I had undiagnosed epilepsy since I was a teenager. I was diagnosed around 25 when I had a seizure at work. It was witnessed by a nurse and a priest, so no one had the guts to tell them that they, “didn’t know what a seizure was,” or that they were, “lying about it.” Those were two big barriers to diagnosis.
Another barrier to diagnosis was that my main provider was an endo. When I said I had a seizure, she perceived me as saying, “I had a low blood sugar seizure,” which was impossible for her to believe because the result of that would be death. This happens somewhat frequently because people tend to view every problem a diabetic has, as something that can be traced back to diabetes. This was not that.

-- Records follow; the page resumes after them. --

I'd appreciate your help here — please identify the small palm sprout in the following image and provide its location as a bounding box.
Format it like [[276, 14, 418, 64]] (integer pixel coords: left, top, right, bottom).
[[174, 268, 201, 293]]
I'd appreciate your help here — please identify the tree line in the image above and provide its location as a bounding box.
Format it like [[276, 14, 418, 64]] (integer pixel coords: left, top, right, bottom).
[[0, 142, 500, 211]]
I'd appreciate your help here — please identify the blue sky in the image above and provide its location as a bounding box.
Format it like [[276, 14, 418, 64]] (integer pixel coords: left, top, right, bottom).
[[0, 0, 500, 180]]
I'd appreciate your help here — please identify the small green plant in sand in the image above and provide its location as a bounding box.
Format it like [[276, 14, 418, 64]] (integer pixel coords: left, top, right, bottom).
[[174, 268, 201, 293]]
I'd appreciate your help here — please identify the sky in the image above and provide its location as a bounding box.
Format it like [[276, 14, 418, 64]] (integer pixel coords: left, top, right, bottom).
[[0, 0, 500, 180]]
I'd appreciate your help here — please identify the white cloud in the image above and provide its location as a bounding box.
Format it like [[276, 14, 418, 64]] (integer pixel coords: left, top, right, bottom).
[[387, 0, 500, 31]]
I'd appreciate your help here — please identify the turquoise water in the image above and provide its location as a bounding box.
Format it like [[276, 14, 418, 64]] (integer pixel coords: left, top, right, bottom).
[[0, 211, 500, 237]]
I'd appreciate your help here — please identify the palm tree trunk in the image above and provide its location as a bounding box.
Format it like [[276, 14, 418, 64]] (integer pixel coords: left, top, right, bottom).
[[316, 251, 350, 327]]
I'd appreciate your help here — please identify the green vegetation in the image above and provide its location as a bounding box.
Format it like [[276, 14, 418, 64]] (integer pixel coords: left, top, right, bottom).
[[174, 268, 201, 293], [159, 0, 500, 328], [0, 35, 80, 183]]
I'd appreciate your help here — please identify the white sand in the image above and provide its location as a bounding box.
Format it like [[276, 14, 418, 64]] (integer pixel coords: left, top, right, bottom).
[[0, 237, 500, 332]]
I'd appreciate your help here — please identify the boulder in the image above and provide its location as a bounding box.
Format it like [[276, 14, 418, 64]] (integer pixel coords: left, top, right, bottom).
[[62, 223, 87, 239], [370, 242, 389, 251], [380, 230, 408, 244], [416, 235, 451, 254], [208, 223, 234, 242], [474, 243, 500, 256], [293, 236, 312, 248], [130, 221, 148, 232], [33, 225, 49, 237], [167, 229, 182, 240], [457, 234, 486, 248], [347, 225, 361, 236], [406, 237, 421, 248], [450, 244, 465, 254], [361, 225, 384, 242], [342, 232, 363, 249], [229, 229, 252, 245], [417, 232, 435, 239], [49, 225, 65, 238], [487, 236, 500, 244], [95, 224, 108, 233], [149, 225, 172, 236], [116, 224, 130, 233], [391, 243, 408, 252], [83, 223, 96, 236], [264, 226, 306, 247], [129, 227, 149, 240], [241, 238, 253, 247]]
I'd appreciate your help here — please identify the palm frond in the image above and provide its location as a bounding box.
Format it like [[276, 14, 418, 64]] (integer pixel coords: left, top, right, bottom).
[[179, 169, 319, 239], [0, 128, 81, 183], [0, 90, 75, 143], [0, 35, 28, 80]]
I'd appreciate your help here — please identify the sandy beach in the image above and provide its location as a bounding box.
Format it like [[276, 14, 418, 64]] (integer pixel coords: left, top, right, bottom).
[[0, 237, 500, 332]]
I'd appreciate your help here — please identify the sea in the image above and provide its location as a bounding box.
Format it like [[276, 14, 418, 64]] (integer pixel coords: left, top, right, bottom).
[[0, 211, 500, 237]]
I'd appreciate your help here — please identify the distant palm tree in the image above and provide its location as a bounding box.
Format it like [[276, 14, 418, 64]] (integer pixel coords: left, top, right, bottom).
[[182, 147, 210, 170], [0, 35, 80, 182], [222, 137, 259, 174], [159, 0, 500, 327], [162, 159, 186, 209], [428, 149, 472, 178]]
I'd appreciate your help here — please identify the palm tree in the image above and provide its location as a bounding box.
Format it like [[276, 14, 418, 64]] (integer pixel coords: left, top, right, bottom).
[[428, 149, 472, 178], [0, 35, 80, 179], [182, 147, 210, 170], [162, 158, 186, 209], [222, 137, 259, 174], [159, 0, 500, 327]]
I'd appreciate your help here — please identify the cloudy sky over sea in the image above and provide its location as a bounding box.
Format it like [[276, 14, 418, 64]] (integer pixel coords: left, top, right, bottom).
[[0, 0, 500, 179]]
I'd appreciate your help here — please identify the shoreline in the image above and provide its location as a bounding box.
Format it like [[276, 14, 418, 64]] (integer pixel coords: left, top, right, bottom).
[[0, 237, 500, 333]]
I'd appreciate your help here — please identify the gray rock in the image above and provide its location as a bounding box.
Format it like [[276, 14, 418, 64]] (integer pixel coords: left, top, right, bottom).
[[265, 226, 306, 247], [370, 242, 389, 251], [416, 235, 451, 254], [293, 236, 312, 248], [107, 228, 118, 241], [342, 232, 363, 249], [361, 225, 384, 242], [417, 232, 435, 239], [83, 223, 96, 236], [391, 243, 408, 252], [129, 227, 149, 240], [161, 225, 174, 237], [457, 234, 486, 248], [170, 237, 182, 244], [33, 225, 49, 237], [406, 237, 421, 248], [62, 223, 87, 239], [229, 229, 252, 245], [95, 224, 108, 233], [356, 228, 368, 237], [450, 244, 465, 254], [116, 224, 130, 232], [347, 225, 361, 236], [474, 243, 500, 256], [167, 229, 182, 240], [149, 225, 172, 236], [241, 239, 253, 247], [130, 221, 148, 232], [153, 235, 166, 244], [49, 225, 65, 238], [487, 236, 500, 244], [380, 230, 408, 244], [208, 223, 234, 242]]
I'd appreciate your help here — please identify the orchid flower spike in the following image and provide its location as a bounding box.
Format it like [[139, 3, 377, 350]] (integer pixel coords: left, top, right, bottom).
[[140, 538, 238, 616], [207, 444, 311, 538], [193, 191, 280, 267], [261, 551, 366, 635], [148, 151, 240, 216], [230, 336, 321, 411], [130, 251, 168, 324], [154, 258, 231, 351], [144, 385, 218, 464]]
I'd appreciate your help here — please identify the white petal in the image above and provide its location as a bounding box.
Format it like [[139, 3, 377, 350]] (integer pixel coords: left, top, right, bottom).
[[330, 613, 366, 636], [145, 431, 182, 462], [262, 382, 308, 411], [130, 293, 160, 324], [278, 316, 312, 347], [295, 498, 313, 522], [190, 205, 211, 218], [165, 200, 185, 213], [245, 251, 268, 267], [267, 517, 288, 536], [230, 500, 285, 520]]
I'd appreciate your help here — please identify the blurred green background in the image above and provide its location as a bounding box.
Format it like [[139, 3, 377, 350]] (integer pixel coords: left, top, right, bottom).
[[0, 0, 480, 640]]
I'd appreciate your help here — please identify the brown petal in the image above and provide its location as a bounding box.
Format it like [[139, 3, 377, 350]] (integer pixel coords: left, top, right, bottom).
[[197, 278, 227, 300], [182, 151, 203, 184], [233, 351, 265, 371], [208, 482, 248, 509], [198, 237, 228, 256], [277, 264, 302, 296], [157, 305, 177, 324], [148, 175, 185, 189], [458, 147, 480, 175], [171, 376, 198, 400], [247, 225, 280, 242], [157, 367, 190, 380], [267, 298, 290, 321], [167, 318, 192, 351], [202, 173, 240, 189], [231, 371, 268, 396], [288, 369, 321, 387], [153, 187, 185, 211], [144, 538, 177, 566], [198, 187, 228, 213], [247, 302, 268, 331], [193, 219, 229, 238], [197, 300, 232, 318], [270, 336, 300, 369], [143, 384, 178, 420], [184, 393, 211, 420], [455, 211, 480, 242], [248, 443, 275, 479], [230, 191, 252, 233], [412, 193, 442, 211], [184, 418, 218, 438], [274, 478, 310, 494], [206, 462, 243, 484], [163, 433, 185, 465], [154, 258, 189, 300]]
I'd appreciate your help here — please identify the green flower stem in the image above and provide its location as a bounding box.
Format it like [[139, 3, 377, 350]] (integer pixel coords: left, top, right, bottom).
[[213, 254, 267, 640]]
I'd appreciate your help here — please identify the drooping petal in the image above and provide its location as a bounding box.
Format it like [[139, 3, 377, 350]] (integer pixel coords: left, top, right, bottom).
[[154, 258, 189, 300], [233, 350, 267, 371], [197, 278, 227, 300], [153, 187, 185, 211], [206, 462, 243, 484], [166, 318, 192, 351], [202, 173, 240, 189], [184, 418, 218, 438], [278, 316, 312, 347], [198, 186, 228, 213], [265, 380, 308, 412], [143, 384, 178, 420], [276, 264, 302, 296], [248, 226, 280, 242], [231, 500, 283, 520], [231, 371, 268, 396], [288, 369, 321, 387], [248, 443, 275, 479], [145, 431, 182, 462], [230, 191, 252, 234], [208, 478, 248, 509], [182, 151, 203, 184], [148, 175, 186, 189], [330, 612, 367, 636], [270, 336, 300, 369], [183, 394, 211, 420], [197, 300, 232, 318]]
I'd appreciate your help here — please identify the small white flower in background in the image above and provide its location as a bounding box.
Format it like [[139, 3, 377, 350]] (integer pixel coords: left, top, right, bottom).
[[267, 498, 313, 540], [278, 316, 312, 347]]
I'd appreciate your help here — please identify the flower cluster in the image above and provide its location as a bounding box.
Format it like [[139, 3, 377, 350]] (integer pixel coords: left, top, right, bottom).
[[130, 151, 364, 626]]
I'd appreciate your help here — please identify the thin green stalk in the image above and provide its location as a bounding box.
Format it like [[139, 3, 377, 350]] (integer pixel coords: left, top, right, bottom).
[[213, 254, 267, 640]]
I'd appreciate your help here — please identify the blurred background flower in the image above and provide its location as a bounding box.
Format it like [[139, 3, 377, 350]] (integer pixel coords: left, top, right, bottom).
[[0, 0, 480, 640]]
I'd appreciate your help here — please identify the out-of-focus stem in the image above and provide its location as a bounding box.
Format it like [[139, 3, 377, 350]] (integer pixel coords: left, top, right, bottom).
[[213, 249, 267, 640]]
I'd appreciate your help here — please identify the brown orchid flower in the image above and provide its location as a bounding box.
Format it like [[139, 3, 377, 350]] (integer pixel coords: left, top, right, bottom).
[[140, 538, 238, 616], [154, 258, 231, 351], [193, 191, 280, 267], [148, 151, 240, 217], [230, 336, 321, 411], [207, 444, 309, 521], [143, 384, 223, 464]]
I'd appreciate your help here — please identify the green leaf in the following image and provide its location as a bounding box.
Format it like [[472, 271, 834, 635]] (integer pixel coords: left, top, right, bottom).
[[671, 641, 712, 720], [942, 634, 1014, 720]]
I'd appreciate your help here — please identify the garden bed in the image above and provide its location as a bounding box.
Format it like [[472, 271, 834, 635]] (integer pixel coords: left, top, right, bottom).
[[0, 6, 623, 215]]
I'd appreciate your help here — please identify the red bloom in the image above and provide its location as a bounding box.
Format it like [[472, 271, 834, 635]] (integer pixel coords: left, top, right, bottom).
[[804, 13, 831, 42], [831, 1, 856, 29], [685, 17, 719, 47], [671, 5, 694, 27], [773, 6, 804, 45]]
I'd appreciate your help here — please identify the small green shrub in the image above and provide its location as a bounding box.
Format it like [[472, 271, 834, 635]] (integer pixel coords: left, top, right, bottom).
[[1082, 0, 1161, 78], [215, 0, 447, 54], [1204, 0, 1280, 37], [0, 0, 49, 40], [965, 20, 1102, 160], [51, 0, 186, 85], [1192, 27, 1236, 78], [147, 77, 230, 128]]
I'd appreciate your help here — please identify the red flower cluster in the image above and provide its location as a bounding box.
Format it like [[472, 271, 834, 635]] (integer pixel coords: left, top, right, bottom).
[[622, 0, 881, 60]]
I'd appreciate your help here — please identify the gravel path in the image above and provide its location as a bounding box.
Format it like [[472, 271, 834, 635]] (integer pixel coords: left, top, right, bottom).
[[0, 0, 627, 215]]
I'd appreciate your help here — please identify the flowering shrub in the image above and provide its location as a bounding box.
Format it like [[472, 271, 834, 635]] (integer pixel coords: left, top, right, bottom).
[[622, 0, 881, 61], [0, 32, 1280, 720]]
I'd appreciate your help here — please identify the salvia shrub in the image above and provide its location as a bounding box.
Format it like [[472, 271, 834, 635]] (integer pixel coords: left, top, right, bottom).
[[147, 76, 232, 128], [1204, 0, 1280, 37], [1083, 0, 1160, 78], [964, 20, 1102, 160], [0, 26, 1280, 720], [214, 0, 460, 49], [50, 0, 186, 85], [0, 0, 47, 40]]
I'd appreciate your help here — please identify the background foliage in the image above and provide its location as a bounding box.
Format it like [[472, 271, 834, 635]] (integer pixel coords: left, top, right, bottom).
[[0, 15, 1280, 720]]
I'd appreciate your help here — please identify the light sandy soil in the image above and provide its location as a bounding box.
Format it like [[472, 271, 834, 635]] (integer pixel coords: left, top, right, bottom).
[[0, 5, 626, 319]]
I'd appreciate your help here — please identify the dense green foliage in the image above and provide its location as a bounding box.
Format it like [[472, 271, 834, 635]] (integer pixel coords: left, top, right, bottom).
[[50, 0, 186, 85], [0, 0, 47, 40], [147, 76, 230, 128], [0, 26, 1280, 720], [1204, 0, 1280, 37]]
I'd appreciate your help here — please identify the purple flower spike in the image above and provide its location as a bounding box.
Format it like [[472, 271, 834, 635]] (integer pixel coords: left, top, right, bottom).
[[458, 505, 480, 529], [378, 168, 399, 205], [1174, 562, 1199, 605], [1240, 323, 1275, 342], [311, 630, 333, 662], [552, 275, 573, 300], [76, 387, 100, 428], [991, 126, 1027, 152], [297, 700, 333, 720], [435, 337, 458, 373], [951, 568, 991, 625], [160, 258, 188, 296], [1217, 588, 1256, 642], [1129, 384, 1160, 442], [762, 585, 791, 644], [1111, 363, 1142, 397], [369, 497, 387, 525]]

Often, when people get a diagnosis, they feel pretty bad about it. But lots of people go through large portions of their life without diagnosis of what ales them. Without a proper diagnosis, there is no way to start solving the problems that confront you. Some people have illnesses for which there is no name and no treatment. The illnesses don’t even exist in the medical books yet. People like that are in deep trouble. Think of people with long COVID, now. They exist in that space. Diagnosis is something to celebrate.
Having said that, a late diagnosis makes for a lot of long term confusion and huge obstacles. My experience was that I had to go back through many years of my life, and explain my life through the lens of epilepsy. Why did that strange thing happen to me on that day 12 years ago? Answer: Epilepsy. Why do I have trouble doing this thing? Answer: epilepsy. Who am I? Answer: an epileptic diabetic. What does it mean to be an epileptic diabetic? What things can I still do? What things can’t I do? How do I mitigate risk in order to participate in more things? What can be overcome and what cannot? How has epilepsy impacted my life experience? How is diabetes different than epilepsy? Why the hell didn’t we figure this out sooner? And on and on and on.
One thing I experimented with, as a way to understand epilepsy, was to understand diabetes. I joined this group as a way to better understand the experience of diabetes. That helped me differentiate between the two illnesses.
If I had to sum up, quickly, the difference between diabetics and epileptics, it is this:
1.) Diabetics do technology (that’s their real special talent as a patient group), epileptics do great lawyering. Those are the tools that each group turns to overcome challanges;
2.) Type 1/LADAs/MODY Diabetics have THE classic example of a blameless physical illness, Type 2s are the classic example of a physical illness that individuals get blamed (and blame themselves) for having. Epilepsy is a mix between physical and brain (but leans much more blameless than most brain problems, like mood disorders or depression). The degree to which the outside world, “blames you,” for your illness, has a big impact on people’s identity and relationship with their illness, in general, across large swaths of the patient community.
One of the great things about being from a “blameless” illness group is that we can be be public about it, if we want to be (there are risks associated with that, but also some benefits). We can advocate for ourselves and others more than people who have to keep their illnesses secret.